Brother Ford uses a whip in his own driving, but not for striking the animals. It is to give them non-verbal cues.

He said, for example, that the animals will stop if he says, "Whoa," or puts the whip on the ground, or stops himself, or falls down.

"If I want them to go to the right, I will say 'gee'," or I'll just point my whip to the right, or I will just walk to the right, and they'll keep the proper distance from me and turn and both of them go to the right. That will require one going backward and one going forward."

Likewise, they go left if he says "haw" or if he simply turns to the left. The animal on the "nigh" side, nearest the driver, will communicate to the other what is wanted by shaking its head in a certain way.

Brother Ford said myths abound about oxen. Part of that may be due to confusion about what exactly an ox is by definition.

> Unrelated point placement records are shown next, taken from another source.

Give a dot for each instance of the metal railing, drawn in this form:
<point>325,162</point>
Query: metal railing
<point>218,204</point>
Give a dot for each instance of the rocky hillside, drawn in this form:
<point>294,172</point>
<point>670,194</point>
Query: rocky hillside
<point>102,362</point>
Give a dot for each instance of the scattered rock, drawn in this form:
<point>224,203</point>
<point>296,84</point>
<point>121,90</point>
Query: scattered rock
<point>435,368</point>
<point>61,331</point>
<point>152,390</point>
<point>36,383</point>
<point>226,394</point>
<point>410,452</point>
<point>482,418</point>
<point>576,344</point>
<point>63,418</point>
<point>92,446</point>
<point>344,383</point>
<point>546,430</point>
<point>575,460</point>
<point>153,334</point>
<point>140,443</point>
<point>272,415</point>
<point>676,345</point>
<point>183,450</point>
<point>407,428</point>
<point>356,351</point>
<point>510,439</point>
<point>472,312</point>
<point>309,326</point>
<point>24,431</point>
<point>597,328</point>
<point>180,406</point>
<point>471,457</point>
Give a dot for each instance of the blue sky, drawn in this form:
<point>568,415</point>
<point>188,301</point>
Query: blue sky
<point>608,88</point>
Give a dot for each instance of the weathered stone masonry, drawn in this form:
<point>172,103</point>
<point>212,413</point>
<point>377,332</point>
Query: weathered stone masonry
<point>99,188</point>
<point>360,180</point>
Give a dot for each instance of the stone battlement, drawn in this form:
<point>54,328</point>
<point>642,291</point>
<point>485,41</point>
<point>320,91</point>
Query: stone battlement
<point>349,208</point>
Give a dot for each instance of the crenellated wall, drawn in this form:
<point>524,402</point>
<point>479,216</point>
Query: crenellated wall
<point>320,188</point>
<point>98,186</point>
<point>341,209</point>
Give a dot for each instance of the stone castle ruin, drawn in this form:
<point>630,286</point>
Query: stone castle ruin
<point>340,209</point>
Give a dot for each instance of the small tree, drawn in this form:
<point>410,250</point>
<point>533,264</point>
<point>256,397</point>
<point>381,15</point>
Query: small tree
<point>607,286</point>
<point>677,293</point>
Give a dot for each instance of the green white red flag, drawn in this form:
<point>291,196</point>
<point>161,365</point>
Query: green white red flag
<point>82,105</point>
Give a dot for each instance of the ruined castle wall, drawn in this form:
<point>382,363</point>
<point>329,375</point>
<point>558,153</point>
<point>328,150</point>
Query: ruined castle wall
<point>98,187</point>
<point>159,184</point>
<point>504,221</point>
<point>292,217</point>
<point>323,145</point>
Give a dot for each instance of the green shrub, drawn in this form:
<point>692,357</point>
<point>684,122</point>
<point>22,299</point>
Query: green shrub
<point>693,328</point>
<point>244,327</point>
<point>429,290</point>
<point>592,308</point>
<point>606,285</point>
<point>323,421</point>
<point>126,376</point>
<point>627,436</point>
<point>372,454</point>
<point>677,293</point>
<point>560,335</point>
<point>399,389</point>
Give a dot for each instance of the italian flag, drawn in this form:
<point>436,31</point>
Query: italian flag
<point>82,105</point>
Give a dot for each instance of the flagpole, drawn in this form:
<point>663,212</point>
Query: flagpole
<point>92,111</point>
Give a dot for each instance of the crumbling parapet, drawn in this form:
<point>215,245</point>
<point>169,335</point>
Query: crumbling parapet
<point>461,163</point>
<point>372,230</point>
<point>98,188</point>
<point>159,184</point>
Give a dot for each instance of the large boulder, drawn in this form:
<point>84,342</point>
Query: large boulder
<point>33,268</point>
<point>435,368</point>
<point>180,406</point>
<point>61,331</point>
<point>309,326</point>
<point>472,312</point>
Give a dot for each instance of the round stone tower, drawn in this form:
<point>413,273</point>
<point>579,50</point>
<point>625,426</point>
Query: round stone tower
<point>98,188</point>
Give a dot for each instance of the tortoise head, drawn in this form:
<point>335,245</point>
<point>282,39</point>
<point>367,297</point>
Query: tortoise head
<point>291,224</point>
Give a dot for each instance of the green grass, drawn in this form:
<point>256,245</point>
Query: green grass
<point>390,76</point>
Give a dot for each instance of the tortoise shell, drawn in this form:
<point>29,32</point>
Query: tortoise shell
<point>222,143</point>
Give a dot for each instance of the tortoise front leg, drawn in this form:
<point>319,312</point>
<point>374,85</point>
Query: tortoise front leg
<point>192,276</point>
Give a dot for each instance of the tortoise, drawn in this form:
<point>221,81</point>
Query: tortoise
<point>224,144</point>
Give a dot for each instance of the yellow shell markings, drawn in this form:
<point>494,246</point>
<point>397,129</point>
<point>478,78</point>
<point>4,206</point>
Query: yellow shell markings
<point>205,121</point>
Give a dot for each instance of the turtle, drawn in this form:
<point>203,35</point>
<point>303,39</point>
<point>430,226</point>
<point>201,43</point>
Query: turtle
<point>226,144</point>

He said they stem back 8,000 years to the ancient Egyptians, who had oxen 2,000 years before they had horses.

"You can make oxen from any breed of the bovine family," he said. "You can make an ox from any sex of the bovine family: bull, cow or steer. Steers are preferred. It has to have horns to hold the yoke on, and when it turns 4 years old, if it's trained to the extent identified as 'handy,' you call it an ox."

The "handy" designation means that the ox will go anywhere the driver commands without means of halters, reins or any other attachment, "just your voice command or the position of your body, the way you point the whip, or sometimes I think even the way you're thinking," Brother Ford says.

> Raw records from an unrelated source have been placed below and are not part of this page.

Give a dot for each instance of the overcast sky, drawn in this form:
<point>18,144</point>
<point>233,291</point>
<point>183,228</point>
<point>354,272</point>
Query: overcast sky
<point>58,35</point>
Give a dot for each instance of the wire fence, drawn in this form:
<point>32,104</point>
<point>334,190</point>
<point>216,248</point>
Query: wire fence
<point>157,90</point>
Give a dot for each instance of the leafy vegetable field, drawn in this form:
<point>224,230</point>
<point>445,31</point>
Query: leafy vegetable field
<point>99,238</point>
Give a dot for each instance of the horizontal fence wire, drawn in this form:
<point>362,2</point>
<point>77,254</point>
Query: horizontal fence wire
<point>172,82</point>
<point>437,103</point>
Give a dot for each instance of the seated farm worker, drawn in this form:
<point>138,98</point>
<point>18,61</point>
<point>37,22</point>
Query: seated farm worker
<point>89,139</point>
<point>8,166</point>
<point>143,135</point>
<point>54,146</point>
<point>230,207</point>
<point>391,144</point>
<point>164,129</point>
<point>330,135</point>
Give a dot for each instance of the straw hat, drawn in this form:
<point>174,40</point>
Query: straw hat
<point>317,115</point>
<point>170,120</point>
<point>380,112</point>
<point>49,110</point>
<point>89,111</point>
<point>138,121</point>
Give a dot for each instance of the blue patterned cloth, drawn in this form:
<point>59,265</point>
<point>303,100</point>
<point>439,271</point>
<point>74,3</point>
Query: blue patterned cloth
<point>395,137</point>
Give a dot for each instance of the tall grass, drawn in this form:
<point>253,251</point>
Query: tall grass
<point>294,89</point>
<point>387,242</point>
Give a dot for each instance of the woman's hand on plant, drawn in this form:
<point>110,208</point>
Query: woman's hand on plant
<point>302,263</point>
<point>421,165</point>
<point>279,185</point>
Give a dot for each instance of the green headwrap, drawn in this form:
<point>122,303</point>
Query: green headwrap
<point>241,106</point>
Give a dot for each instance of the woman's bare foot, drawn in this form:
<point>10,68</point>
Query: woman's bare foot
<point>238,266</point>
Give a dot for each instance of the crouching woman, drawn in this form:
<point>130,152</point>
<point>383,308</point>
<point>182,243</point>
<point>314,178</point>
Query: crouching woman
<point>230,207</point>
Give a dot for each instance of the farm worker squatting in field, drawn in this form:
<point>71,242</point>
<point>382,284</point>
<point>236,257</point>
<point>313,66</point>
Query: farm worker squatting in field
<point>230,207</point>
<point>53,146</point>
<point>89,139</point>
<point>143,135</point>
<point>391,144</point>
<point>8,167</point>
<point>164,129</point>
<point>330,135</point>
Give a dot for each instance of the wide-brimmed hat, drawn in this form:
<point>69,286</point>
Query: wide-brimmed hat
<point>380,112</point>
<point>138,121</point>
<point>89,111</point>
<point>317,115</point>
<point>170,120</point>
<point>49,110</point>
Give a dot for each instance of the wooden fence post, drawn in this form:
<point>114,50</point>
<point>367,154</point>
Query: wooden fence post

Most cattle don't get to be oxen "because they're not trained," he said. "It's an honorary title. It's like doctor, lawyer or Indian chief. They have to go to school."

He jokingly added, "They might have gone to school here at Ox-Ford University," a play on his last name.

Size doesn't matter in the oxen designation. "It depends on the breed you use," he said. "Bigger breeds will get bigger oxen. But the oxen that were here (in the Salt Lake Valley) in 1847 were mostly Red Durham."

Brother Ford gained much of his knowledge about oxen by reading thousands of pioneer diaries, he said. He learned through experience as well as reading that oxen can go at an "ox pace" of only 2 mph. If pushed beyond their limit, they will signal by wobbling their heads that they are getting exhausted. Some pioneers didn't understand that, he said, and drove their oxen to death.

"I get more information reading women's diaries than I do men's about oxen," he said. Women were more successful often times because they were better at comprehending the visual communication from their animals. Thus, the story of Mary Fielding Smith arriving in the valley 20 hours ahead of others in her pioneer company because of her skill with her oxen resonates with Brother Ford.

He is transmitting his knowledge to his grandson; interest in ox driving seems to alternate generations, he quipped.

And he is writing a book, in which he is including a section where he debunks myths about oxen. The myth section is starting to dominate the entire book, he said.

He laughs when he tells the following incident: "One time, up in Logan, a history teacher brought his class to look at the oxen, and without asking me what oxen were, he said, 'Now this is not the real ox. The real ox's breeding is lost in antiquity. We think it was a cross between a cow, a buffalo and a small pony.' "

Such misconceptions are part of the reason he decided 15 yeas ago to get back in earnest to oxen training and demonstration.